HOOSIER VIEWS ON AFFORDABLE CARE ACT
A recent Ball State study found that Hoosiers have widespread support for key elements of the Affordable Care Act. While the key elements found more favorable views, the overall support is still low. However, this number of favorable views has risen in the past three years.
DN GRAPHIC ASHLEY DYE
SOURCE: “Health Care Reform:
Understanding Individuals’
Attitudes and Information Sources”
Hoosier support for the Affordable Care Act is growing, according to a new study.

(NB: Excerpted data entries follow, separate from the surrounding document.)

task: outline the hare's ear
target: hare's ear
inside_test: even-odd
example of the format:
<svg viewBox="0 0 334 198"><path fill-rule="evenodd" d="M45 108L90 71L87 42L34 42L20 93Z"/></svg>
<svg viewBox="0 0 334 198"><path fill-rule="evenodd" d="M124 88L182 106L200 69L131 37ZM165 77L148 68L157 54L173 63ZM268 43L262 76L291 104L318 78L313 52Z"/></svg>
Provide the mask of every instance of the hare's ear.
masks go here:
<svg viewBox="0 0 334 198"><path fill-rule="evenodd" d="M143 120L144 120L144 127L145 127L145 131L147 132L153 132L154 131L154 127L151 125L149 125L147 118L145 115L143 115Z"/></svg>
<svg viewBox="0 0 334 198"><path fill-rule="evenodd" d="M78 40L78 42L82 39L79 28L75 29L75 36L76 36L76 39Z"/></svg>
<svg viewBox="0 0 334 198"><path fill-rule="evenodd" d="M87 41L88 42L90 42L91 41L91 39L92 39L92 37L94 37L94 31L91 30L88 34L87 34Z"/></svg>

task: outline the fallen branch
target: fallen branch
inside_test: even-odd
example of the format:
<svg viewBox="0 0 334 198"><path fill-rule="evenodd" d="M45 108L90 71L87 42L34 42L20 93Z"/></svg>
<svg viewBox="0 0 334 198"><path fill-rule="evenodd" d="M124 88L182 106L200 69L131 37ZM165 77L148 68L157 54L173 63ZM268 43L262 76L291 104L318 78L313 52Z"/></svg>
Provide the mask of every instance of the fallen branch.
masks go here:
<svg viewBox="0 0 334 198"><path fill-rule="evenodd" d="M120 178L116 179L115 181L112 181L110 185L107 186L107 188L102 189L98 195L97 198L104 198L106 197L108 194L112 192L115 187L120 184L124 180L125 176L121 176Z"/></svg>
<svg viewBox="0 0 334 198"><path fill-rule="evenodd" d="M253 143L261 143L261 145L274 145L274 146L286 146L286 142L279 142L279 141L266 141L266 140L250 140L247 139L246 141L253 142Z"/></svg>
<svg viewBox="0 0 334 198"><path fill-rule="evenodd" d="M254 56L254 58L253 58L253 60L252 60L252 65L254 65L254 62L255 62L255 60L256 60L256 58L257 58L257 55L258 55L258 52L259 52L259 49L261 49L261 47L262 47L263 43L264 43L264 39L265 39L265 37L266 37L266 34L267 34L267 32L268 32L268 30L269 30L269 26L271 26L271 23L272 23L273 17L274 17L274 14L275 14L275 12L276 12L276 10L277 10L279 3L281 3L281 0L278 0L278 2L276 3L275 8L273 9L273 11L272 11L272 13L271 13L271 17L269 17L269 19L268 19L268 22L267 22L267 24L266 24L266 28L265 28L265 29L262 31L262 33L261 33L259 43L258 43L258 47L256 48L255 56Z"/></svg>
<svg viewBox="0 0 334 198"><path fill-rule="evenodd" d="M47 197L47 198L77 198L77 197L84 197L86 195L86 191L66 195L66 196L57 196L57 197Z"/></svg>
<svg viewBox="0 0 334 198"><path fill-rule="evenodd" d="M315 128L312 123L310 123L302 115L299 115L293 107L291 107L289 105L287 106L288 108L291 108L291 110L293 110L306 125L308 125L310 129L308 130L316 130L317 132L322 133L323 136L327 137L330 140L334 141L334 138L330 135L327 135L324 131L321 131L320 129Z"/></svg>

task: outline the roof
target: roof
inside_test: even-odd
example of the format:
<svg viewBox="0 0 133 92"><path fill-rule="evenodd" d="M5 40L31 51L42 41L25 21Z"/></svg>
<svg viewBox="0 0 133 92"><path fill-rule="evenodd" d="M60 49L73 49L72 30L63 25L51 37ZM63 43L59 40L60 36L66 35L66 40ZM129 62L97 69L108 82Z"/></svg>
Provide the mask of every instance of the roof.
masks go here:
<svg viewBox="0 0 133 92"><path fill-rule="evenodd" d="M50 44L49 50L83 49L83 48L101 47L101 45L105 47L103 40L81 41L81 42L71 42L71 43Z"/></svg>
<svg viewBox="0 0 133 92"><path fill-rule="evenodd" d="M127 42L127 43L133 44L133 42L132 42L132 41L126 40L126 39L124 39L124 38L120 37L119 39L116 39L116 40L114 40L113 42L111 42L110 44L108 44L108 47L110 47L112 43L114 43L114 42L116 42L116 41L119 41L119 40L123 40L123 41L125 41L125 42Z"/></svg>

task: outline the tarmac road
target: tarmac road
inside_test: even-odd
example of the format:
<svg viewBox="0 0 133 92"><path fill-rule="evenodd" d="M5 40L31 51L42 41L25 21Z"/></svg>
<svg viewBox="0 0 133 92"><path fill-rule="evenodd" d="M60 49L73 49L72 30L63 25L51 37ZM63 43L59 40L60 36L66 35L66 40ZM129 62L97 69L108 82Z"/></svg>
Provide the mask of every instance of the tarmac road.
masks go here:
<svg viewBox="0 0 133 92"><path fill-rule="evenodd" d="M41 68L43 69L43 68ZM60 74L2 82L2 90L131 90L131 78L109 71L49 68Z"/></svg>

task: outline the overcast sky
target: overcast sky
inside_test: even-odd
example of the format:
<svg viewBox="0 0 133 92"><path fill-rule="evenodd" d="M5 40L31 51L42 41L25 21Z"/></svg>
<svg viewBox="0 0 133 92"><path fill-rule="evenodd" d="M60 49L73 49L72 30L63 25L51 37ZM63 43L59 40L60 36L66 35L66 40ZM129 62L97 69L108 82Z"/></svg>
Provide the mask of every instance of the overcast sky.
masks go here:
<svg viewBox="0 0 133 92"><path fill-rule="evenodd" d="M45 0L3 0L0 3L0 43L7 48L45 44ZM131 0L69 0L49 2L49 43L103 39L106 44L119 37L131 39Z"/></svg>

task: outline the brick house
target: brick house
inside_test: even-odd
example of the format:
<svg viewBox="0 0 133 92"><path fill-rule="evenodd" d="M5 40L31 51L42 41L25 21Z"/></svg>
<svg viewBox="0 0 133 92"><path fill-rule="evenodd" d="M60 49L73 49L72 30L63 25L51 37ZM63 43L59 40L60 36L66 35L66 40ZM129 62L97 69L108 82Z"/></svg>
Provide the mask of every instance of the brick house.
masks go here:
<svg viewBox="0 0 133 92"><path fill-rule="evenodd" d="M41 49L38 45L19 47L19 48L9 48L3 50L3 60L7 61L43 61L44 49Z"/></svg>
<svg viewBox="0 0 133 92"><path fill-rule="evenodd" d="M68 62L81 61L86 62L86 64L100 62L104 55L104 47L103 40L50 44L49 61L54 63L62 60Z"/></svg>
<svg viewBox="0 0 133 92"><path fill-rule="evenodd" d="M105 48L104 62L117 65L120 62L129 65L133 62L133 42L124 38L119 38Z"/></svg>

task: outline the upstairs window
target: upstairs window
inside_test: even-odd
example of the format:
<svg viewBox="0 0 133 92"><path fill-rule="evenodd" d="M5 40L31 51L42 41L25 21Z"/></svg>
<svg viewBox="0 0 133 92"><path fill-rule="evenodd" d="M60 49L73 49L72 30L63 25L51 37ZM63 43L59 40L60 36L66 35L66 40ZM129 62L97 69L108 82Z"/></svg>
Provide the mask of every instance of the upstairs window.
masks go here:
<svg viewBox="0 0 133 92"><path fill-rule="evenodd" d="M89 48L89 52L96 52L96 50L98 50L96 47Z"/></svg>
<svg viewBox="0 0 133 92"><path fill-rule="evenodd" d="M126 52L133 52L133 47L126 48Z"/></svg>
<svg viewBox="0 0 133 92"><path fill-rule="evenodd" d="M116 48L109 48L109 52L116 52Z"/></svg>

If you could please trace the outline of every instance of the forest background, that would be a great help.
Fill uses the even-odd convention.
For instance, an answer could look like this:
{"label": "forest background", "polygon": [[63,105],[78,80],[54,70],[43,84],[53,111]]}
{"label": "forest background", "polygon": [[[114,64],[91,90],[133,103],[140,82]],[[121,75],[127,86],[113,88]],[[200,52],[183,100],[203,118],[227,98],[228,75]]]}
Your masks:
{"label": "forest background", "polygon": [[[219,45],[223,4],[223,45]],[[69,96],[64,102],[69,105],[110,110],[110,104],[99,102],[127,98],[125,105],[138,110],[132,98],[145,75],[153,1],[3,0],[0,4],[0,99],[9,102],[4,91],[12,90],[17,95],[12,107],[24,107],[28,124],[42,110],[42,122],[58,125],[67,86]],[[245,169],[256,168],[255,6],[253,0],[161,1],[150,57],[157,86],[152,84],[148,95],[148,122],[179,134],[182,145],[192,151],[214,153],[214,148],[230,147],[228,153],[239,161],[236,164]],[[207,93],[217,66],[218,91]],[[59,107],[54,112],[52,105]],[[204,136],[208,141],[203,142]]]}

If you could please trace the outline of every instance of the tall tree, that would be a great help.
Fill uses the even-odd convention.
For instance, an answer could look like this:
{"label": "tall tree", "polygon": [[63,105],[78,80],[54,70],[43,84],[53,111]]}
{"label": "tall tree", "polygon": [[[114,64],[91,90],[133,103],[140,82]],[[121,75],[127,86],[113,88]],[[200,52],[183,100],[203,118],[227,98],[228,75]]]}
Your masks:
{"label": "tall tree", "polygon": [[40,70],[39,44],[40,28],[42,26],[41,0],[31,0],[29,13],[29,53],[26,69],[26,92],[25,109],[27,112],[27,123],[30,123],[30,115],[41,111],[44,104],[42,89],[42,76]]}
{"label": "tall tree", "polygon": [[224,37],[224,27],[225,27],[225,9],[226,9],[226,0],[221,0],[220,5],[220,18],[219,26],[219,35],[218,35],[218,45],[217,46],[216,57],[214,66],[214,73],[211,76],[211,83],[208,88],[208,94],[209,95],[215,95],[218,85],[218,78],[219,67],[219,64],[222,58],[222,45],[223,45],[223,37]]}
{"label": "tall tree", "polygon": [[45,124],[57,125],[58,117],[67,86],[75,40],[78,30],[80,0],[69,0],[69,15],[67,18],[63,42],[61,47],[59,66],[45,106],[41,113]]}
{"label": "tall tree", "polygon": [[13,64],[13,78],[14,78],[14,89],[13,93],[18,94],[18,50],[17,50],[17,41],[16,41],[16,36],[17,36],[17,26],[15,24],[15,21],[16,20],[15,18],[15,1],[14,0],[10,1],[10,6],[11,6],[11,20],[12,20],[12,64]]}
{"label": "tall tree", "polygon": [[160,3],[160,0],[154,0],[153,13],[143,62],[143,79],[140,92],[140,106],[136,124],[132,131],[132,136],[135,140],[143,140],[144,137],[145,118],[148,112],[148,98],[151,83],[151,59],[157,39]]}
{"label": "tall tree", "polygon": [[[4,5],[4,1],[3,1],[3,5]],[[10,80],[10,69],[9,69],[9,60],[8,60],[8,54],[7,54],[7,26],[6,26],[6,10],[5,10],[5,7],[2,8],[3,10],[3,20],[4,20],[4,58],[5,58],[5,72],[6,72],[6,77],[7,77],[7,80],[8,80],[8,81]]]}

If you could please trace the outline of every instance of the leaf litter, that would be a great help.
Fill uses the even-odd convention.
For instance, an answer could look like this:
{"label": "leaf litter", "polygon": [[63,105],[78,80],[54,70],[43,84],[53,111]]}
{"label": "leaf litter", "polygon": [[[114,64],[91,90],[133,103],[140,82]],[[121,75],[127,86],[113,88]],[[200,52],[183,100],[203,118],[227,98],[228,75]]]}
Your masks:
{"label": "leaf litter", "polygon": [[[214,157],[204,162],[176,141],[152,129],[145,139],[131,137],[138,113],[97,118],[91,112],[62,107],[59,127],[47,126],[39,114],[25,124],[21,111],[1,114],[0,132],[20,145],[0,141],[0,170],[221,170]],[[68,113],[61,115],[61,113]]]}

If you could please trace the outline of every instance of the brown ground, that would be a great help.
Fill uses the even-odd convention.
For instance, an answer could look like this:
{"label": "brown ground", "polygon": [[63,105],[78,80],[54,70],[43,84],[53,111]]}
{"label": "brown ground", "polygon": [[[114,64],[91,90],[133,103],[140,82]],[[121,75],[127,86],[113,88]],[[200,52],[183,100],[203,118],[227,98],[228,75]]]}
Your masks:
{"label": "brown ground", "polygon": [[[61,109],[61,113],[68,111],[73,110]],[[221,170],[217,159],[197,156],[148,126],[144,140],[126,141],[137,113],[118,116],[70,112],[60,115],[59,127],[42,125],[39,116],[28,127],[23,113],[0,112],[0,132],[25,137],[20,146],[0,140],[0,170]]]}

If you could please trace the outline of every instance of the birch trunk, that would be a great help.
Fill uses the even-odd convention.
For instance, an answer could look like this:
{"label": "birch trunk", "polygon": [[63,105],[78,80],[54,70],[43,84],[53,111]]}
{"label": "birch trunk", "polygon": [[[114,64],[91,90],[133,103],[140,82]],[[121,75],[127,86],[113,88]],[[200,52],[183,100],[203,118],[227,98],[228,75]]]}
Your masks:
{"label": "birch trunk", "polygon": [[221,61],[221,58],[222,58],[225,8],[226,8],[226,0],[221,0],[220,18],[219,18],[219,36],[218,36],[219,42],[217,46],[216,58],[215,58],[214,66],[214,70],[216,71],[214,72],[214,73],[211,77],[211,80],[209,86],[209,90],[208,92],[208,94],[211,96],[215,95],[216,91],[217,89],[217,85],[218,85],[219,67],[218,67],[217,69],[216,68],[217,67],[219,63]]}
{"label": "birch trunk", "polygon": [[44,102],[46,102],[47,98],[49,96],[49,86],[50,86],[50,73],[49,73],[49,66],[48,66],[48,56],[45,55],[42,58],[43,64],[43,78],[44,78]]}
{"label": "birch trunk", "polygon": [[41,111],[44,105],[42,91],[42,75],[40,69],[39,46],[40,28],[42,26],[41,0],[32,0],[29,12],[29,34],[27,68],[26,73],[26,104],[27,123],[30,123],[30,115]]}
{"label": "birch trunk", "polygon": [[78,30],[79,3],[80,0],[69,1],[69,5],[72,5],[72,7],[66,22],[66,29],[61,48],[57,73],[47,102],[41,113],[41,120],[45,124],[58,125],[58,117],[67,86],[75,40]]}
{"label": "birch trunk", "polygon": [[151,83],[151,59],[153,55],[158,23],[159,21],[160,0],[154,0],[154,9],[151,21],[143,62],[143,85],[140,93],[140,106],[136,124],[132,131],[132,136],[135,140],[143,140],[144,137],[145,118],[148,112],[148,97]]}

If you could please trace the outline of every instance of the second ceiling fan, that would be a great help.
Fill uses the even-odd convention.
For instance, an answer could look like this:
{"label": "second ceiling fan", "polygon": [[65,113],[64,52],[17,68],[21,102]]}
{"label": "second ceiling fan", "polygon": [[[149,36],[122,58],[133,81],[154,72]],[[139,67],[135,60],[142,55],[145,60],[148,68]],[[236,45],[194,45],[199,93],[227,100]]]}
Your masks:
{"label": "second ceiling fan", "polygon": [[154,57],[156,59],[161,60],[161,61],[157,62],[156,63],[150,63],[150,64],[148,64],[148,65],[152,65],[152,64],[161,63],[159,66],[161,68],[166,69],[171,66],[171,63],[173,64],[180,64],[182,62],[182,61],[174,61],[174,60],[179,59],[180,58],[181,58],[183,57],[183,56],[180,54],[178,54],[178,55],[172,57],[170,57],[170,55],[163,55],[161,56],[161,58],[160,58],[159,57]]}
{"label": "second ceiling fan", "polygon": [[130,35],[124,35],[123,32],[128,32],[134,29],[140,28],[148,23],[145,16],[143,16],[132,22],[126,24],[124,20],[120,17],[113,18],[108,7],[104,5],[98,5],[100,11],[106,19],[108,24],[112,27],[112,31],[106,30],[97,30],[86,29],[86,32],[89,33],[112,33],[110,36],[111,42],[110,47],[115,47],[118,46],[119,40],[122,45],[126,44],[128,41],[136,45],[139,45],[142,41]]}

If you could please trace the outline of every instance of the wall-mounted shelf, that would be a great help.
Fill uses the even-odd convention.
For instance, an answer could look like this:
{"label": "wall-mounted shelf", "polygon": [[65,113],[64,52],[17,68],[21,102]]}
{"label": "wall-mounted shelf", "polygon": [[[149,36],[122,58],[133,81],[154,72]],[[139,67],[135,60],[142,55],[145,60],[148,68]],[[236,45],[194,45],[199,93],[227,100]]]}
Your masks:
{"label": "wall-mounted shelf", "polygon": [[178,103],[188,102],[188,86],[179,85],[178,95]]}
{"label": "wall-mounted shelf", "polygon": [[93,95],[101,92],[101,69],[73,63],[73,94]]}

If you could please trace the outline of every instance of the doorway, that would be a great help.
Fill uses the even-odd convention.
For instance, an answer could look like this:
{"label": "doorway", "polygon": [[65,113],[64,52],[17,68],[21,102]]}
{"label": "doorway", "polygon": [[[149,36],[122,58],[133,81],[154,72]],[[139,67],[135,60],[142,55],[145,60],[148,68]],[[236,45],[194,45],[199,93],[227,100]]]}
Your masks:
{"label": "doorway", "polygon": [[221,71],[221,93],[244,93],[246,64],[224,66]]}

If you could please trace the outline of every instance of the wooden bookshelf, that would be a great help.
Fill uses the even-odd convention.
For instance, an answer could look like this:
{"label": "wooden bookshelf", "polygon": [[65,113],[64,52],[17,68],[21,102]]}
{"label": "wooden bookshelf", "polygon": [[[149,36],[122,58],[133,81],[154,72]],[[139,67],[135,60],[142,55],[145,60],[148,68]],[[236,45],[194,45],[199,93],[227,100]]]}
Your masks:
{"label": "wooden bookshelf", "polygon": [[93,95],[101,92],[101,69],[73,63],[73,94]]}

Although residents remain divided on the law, the Ball State study found there is widespread support for its key elements.
“Breaking it down to its components, you can see people really do support and consistently support many elements of health care reform,” said Carolyn Shue, lead author of the study and an associate professor of communication studies.
Those elements included making coverage affordable, ensuring coverage for everyone, mandating that pre-existing conditions be accepted by insurance companies, providing coverage for children until age 26 and the individual mandate, which requires people to purchase health insurance. Each of these elements received large support, with the individual mandate receiving the lowest amount of support at 63 percent.
From 2010-2012, the number of Indiana residents who said they favored the reform law as a whole increased from 36 percent to 44 percent. The number of Hoosiers with unfavorable views decreased to 42 percent in 2012.
The three-year study, “Health Care Reform: Understanding Individuals’ Attitudes and Information Sources,” conducted the poll over cellphones and landlines with 600 individuals surveyed each year. The study used data from the Ball State Bowen Center for Public Affairs’ annual Hoosier Survey, a poll of Indiana residents 18 and older on public policy issues.
The Patient Protection and Affordable Care Act was signed into law in 2010, but portions of the bill have only recently begun to take effect. Shue said she believes that attitudes will grow more favorable toward the law as people become more informed on the legislation and how it will affect them.
But for now, she attributes the discrepancy in support for the Affordable Care Act’s and its individual components to its politically charged nature. She said the nickname for the law, “Obamacare,” comes with a political image.
“Those words that we use are so emotionally charged,” Shue said. “When people start talking about it as Obamacare, then people don’t think about it in the actual factors, they think about it from their political position.”
An equal portion of respondents in the survey identified themselves as Republican, Democrat and Independent.
“It continues to be volatile,” said Joseph Losco, co-director of the Hoosier Poll and chairperson of the Ball State political science department.
Losco attributes the negative uptick to the law’s poor rollout. In 2013, the Obama administration was plagued with technical issues as Healthcare.gov experienced crashes, delays and other glitches. And later on, the president issued an apology to Americans who were losing their insurance policies after repeated assurances that they could keep their plans.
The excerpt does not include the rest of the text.